Comment 5 by Raymond Camden posted on 6/29/2010 at 5:24 PM

Just to be anal and complete - that was modded in CF9.

Comment 6 by Steve posted on 6/29/2010 at 6:01 PM

This example using ListToArray consistently shaves 4-5 ms off the split/udf methods on my localhost with debugging turned on. Not the best way to do a performance test, but it might be the fastest. A better test would be to use much more text.

As Ray mentioned, on huge amounts of text where the delimiter is present many times the Java split might be the winner.

Comment 7 by Wookie posted on 6/29/2010 at 6:03 PM

Is it Split or Spit? :)

It is important to remember that the value pased to Spit should be a regex.

Comment 8 by Raymond Camden posted on 6/29/2010 at 9:20 PM

Spit! ;) On a serious note - I did mention the regex-ness of it. Something to keep in mind.

Comment 9 by Phil Munro posted on 5/12/2011 at 2:37 PM

I ran a few tests to compare using "split()" with "listToArray()" when splitting a large string into parts as its something that's going to used again and again in my application.

The source string was 11000 lines of html, and I timed how long it took to do 150000 loops over the same split.

Both took exactly the same amount of time - 49 seconds.

Comment 10 by Don Vawter posted on 2/27/2012 at 6:32 AM

st.split("") should on st="ABC" give you [A,B,C] but in fact it gives you [chr(0),A,B,C]
in js you get [A,B,C] for st.split("") and ["","","",""] for st.split(/./) so be careful if trying to split a string into characters because the first element will be null.

Comment 11 by Sandeep posted on 6/24/2013 at 9:17 AM

Hi, when i am trying to put a string into a array delimited by "|". It is putting a single character into an array element not the content delimited by "|".
Any help?

Comment 12 by Raymond Camden posted on 6/24/2013 at 2:09 PM

Show us the code you used please - use Pastebin or a Gist.

Comment 13 by victor Diaz posted on 11/3/2013 at 12:30 AM

This may seem off topic but I will bring it together at the end:
I am developing a lottery website in cold fusion that outputs combination of 5 numbers for a 5/39 lottery game that adds up to a sum.
Ex.
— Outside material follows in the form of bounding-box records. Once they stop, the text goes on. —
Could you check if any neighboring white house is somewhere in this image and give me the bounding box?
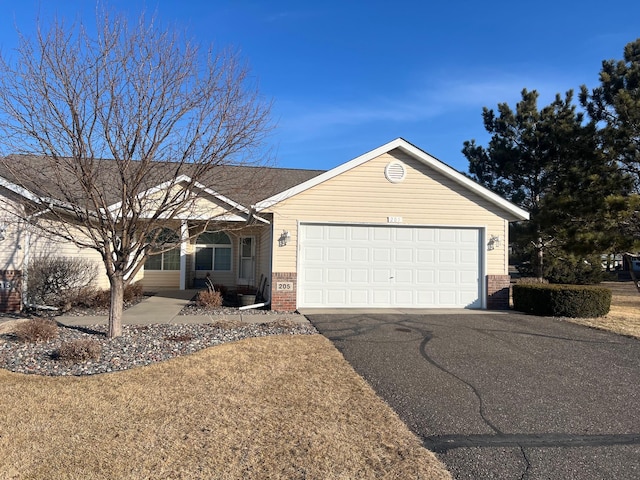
[0,138,529,311]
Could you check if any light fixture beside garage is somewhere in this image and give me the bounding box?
[384,161,407,183]
[487,235,502,250]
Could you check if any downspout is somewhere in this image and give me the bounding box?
[22,207,52,310]
[238,300,271,310]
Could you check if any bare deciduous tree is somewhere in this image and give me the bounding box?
[0,9,270,337]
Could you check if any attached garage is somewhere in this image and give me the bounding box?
[298,223,484,308]
[255,138,529,311]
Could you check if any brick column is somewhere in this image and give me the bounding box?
[0,270,22,313]
[271,272,298,312]
[487,275,511,310]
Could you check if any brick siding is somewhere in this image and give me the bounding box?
[271,272,298,312]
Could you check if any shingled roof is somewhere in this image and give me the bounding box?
[0,155,324,208]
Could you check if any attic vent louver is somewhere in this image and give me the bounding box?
[384,162,407,183]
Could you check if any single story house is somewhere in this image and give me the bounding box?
[0,138,529,311]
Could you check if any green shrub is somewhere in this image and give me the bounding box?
[516,277,549,285]
[196,290,222,308]
[513,284,611,318]
[13,318,58,343]
[26,253,98,307]
[71,283,144,308]
[52,338,102,362]
[544,254,605,285]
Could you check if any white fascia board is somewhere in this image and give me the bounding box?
[0,177,79,210]
[394,139,529,220]
[255,138,529,220]
[254,140,396,212]
[104,175,249,214]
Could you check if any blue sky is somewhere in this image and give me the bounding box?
[0,0,640,171]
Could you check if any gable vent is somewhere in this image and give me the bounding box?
[384,162,407,183]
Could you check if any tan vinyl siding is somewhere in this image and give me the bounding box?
[142,270,180,290]
[0,195,27,270]
[269,150,508,275]
[256,221,271,295]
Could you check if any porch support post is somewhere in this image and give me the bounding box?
[180,220,189,290]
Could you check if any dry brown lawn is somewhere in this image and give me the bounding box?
[569,282,640,338]
[0,335,450,480]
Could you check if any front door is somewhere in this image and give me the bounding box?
[238,237,256,286]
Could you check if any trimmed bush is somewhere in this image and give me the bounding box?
[196,290,222,308]
[13,318,58,343]
[513,284,611,318]
[52,338,102,362]
[27,253,98,307]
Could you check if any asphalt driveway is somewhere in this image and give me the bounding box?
[307,311,640,479]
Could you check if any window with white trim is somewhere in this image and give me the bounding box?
[144,228,180,270]
[196,232,231,272]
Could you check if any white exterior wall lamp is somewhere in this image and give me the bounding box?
[278,230,291,247]
[487,235,502,250]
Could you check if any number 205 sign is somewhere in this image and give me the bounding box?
[276,282,293,291]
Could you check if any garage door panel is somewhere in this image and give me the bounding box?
[327,288,347,306]
[304,247,325,261]
[372,269,393,286]
[416,270,436,285]
[395,228,414,243]
[348,287,370,305]
[394,290,414,305]
[327,268,347,286]
[349,247,369,262]
[349,268,369,283]
[372,289,392,307]
[298,224,482,307]
[393,248,413,263]
[301,267,324,286]
[372,228,392,242]
[416,247,436,265]
[372,248,391,263]
[326,247,347,262]
[394,269,415,284]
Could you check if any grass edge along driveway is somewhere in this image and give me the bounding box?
[0,335,451,479]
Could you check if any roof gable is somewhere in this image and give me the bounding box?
[255,138,529,220]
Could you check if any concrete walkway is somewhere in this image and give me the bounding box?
[56,290,308,326]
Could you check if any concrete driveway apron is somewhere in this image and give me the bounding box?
[306,311,640,479]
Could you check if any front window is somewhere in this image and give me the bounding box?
[196,232,231,272]
[144,228,180,270]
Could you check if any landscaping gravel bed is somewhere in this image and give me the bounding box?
[0,321,317,376]
[178,302,282,315]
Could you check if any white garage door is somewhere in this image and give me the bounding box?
[298,224,482,308]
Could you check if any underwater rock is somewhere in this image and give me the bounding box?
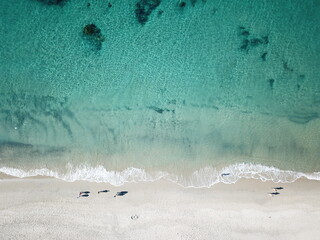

Select sum: 97 with 3 odd and 2 even numbers:
Output:
2 15 20 25 35
7 10 19 29 32
5 9 20 24 39
6 8 15 33 35
5 8 21 27 36
1 12 22 25 37
2 3 21 35 36
3 12 24 25 33
15 16 19 21 26
5 16 20 27 29
9 15 18 27 28
2 12 13 33 37
6 9 18 31 33
3 18 21 26 29
10 15 20 23 29
4 17 18 27 31
7 16 22 23 29
3 16 21 27 30
6 15 21 22 33
12 13 17 26 29

A database with tables organized by sum supplies the results and I use modulo to filter the odd and even results. Ex. num1 + num2 + ... = 0, EVEN | num1 + num2 ... = 1 ODD

My problem is that - now I want a filter that displays only numbers that contain - [0,1,2,3 ] in the result.
Choosing from the above sample list of numbers that equal the sum of 37 - this occurs in these cases:

7 10 19 29 32
10 15 20 23 29
3 16 21 27 30
10 15 20 23 29

Each string of 5 space delimited numbers contain a number from this list [0,1,2,3].

(7 is not in the list but the overall string contains all of the requisite numbers from the list of 0,1,2,3 so the string result still qualifies.)
Ex.
10 - contains a 0 and a 1
19 contains a 1
29 contains a 2
32 contains a I and a 2
etc...

So stating the problem:
Capture the query results in a structure that will allow me to check each string of numbers
for a minimum set of characters in the string and return those delimited string results that contain a number from my list in their make-up [0,1,2,3]

Not sure what is the best way to go to do this?